Rick Perlstein Schools Mark Lilla
After discussing the forgotten lunacies of the conservative movement during its heyday of the 1950s and 1960s—including one Fred Schwarz, right-wing crackpot and author of You Can Trust the Communists: To be Communists—Rick Perlstein, who knows more about the American right than just about anyone, writes this:
The notion that conservatism has taken a new, and nuttier, turn has influential adherents whose distortions derail our ability to understand and contain it. In a recent New York Review of Books review of Corey Robin’s ground-breaking book The Reactionary Mind: Conservatism from Edmund Burke to Sarah Palin, which traces continuities in right-wing thought all the back to the seventeenth century, the distinguished political theorist Mark Lilla pronounced that “most of the turmoil in American politics recently is the result of changes in the clan structure of the right, with the decline of reality-based conservatives like William F. Buckley.” So what did a “reality-based conservative” like Buckley make of Fred Schwarz?

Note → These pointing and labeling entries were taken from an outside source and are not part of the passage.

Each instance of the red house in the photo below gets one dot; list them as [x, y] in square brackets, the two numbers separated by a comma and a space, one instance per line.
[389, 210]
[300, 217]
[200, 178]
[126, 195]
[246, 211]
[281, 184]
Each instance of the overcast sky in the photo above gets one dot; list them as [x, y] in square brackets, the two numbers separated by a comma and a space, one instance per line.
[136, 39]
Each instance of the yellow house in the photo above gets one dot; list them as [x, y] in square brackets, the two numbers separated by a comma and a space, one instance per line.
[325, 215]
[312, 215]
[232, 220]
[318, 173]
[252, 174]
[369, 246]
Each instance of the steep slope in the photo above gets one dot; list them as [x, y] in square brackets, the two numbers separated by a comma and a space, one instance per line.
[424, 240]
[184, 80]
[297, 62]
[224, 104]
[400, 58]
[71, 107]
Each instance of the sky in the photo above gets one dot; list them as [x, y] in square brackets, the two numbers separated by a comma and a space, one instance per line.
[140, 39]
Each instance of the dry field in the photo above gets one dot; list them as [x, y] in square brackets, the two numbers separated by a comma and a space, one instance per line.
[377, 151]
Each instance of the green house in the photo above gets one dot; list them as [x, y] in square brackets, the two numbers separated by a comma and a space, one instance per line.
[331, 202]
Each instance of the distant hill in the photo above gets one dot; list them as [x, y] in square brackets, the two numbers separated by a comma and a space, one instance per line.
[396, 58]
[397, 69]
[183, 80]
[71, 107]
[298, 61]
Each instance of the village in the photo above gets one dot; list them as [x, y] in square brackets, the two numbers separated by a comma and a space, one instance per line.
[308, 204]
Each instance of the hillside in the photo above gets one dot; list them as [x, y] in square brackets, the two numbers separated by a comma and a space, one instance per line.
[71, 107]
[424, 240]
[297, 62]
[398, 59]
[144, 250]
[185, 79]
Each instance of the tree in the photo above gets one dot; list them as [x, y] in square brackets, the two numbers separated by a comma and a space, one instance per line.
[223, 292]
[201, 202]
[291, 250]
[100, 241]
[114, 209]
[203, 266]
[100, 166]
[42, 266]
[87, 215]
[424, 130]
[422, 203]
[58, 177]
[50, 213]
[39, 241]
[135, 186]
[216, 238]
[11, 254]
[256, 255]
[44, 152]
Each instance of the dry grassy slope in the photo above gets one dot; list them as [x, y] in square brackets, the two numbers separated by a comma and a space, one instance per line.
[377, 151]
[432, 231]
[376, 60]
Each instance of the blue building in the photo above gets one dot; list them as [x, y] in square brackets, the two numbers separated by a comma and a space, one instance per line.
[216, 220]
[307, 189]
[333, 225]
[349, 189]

Reader, he blurbed him, praising the good doctor for “instructing the people in what their leaders so clearly don’t know.” So, in fact, did Ronald Reagan, who in 1990 praised the quack’s “tireless dedication in trying to ensure the protection of freedom and human rights.” And here’s the late GOP heavyweight Jack Kemp, who wrote in praise of Schwarz’s 1996 memoir(Reagan is pictured with Schwarz on the flap): “How much I appreciate the fact that as much as anybody, including President Reagan, President Bush, and Pope John Paul … [Dr. Schwarz] has had the opportunity to educate literally thousands of young men and women all over the world in the struggle for democracy and freedom and the struggle against the tyranny of Communism.” The “establishment conservatives,” Reagan and Kemp, and the “nut,” Dr. Fred Schwarz, were never so far apart after all.
You hear a lot about Ronald Reagan from the conservatives-are-nuttier-than-ever-before crowd: They praise him as a compromiser and point out, correctly, that he raised taxes seven of his eight years as president, in stark contrast to today’s Republicans, who refuse to raise them at all. Here’s the thing, as I wrote amid the hosannas after he died in 2004, during the awful reign of Bush: “It is a quirk of American culture that each generation of nonconservatives sees the right-wingers of its own generation as the scary ones, then chooses to remember the right-wingers of the last generation as sort of cuddly. In 1964, observers horrified by Barry Goldwater pined for the sensible Robert Taft, the conservative leader of the 1950s. When Reagan was president, liberals spoke fondly of sweet old Goldwater.”